Charles Jaffe, M.D., PhD, a co-author on the paper, said that the publication of this widely collaborative work represents a key step in stressing the significant international effort toward the adoption of HL7 FHIR. They see this platform as a crucial resource for the growing community of end users as well as technical implementers as the use of FHIR for patient care and research spreads. The Chief Executive Officer of HL7 is Dr. Jaffe. The new study, which was just published in JAMIA Open, highlights the quick growth and adoption of free and user-friendly FHIR apps over the course of less than a decade and predicts even faster growth and adoption in the future.

112 apps were examined to gauge the FHIR app landscape. 45 were devoted to research, and 74 to clinical treatment. A larger percentage were standalone web-based applications, whereas a smaller percentage were embedded within electronic health records.

The majority of the clinical apps were used in various healthcare settings, underscoring, in the authors’ opinion, the flexibility of FHIR. Instead of being designed with patients in mind, the majority of apps were created by software companies. Dr. Schleyer explained that when addressing FHIR, they were discussing a cutting-edge method of safely exchanging health data from various information systems.

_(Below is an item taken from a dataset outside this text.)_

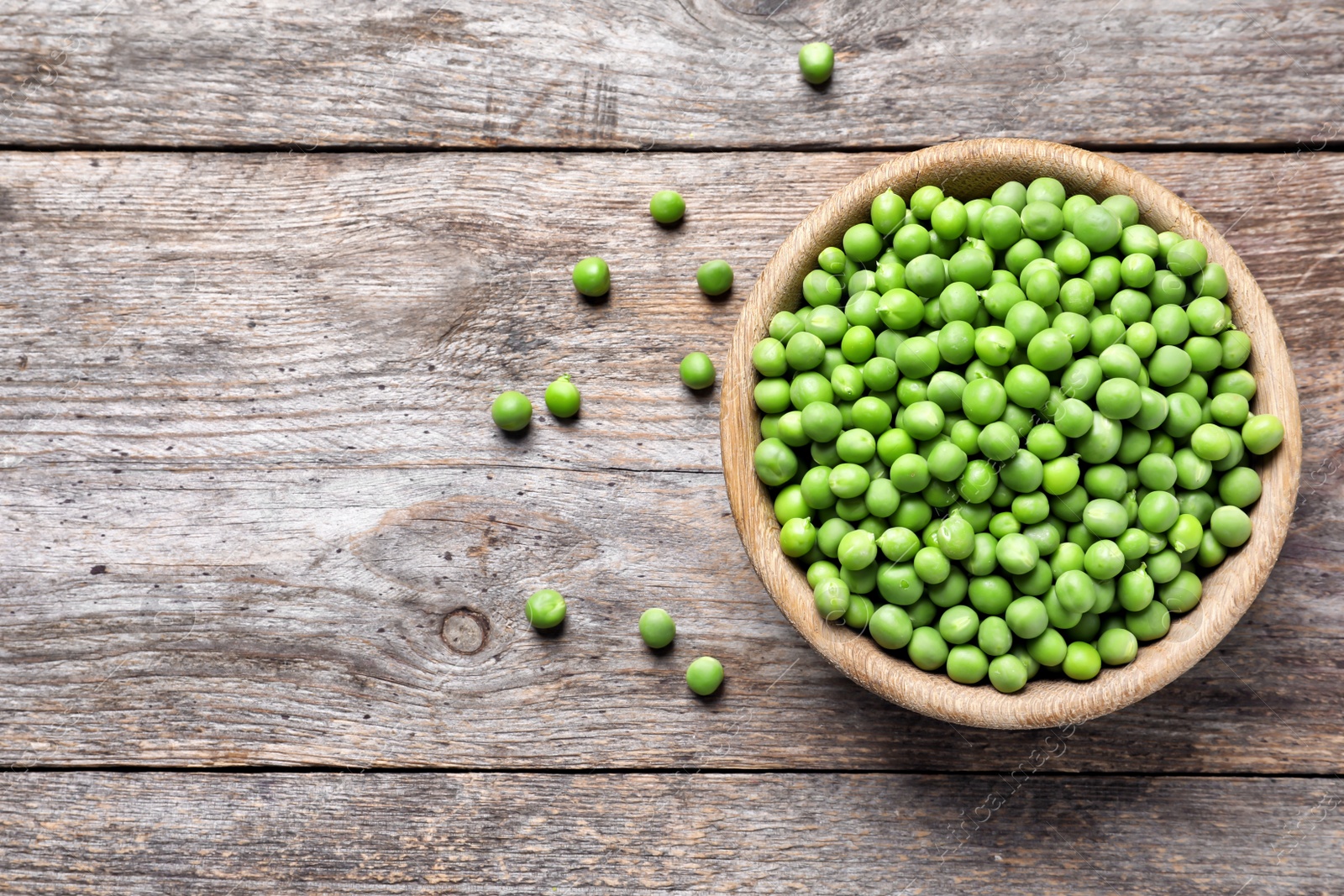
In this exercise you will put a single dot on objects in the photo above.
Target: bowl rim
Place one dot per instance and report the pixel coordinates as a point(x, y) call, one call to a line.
point(1229, 591)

FHIR can be compared to the electrical plug in the home as a plug-and-play standard. Electricity flows when people plug something into an outlet, and the TV or other item turns on without our being concerned about what the plug does. The same is true with FHIR. This new standard enables access to information across systems.

According to the 21st Century Cures Act, patient-facing FHIR apps are necessary for electronic health record certification in the United States. The Centers for Medicare and Medicaid Services (CMS) will start mandating that payers adopt FHIR apps in 2023 for a variety of use cases. The implementation of FHIR-based personal health records and information sharing with providers are the main objectives of the European Union’s InteropEHRate and India’s Digital Health Blueprint. National patient identification systems are accessible via FHIR through the Ministry of Health of New Zealand and the National Health Service of the United Kingdom.